Well, the first thing is to reassure them that not knowing what they want to focus on is what they have in common with the majority of students entering college. Really, how could you know for sure what you want to focus on before you know what is out there to learn? Looking around and figuring out your options is a great way to get started. Secondly, I’d encourage them to think about what they’ve enjoyed learning and what’s left them thinking about what they don’t know, and to follow that path.

Particularly for younger students, it’s really not possible to make a serious mistake in choosing what to study if you go with any of the areas that have brought you pleasure or left you wanting to know more. One has to start somewhere, and, at the beginning, where that somewhere is matters less than that you’re really interested and engaged in what you’re studying.

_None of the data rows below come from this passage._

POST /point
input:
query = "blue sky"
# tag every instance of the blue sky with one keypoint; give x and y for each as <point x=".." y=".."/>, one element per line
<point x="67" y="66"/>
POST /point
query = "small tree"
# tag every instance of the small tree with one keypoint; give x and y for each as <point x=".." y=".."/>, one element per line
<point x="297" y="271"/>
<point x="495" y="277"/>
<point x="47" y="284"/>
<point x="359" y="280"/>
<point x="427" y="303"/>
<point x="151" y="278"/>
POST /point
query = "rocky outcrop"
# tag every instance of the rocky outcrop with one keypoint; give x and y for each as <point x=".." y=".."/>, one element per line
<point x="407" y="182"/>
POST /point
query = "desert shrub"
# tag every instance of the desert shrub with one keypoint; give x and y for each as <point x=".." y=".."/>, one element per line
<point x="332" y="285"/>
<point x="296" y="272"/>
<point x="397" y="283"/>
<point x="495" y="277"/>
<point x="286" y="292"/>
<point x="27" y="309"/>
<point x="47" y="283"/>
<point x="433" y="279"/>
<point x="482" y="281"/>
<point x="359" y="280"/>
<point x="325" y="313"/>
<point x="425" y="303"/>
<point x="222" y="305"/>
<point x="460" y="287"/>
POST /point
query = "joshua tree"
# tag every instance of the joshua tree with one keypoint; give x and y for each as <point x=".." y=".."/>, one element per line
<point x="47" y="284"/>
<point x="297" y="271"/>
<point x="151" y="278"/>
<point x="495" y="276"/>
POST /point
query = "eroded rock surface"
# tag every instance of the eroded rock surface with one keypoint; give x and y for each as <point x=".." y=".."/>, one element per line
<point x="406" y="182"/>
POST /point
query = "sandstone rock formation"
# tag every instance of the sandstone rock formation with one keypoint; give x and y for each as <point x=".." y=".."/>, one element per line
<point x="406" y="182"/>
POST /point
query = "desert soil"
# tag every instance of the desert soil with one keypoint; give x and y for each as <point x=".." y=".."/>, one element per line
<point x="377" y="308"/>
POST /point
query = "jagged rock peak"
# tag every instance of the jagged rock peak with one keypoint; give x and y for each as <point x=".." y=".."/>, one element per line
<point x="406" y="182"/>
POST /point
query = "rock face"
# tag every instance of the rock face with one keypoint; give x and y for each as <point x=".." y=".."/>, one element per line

How might an exploration of topics benefit students when they enter college, and even beyond that?

I’ll go back to what I said earlier about multiplying your perspectives and engaging in critical thinking. In just about any class that challenges you to think differently about something, or learn something you didn’t know, you’re going to acquire skills that prepare you well not just for college-level study, but for life. Exploring widely brings you in contact with ways of seeing and thinking that provide you with an understanding of the interconnectedness of things. It gives you the ability to think clearly and critically about your work and your life. And who knows where that thinking might take you?

What are some of the unique course offerings at Summer@Brown, and the ways you have seen students explore in the way you’re talking about?

I could talk for hours about this! One of the great things about the Summer@Brown curriculum is that in addition to the more traditional courses, at Brown, we also approach a lot of topics sort of sideways.

For example, while we offer courses in the biological sciences that are key to pursuing a medical track, we also have courses that put the practice of medicine in the lived context in which medicine is practiced: from looking at health and illness from political, historical, social and economic perspectives to learning how to observe carefully and really see patients and illness by reading literature by and about doctors and doctoring.

There are courses that ask a particular question or enter a discipline by a seemingly narrow door, but give students an entirely new way of looking at or thinking about the world. I’m thinking of courses in history and political science that do this in explicit ways, like looking at a period in history and coming away with an understanding of the methods and theories that guide historians’ work. That in turn informs the way students understand the history that’s happening currently in the world around them. There are courses in literature or philosophy that, in addition to teaching students how to read carefully and to think and write critically, also raise fundamental questions about the meaning of being a human being and our lives with other people and the world around us.

The great thing about the liberal arts is that in learning about one thing, you’ll often end up learning about a lot of other, unexpected things.

You’ll learn how to see the rich complexity of the world and be better able to understand and respond to the challenges of making your way through it. And, just to go back to the first question, you’ll be far better prepared for the particular career you end up pursuing and become a person who is alive to the whole of life and living and able to live productively as an informed and responsible citizen.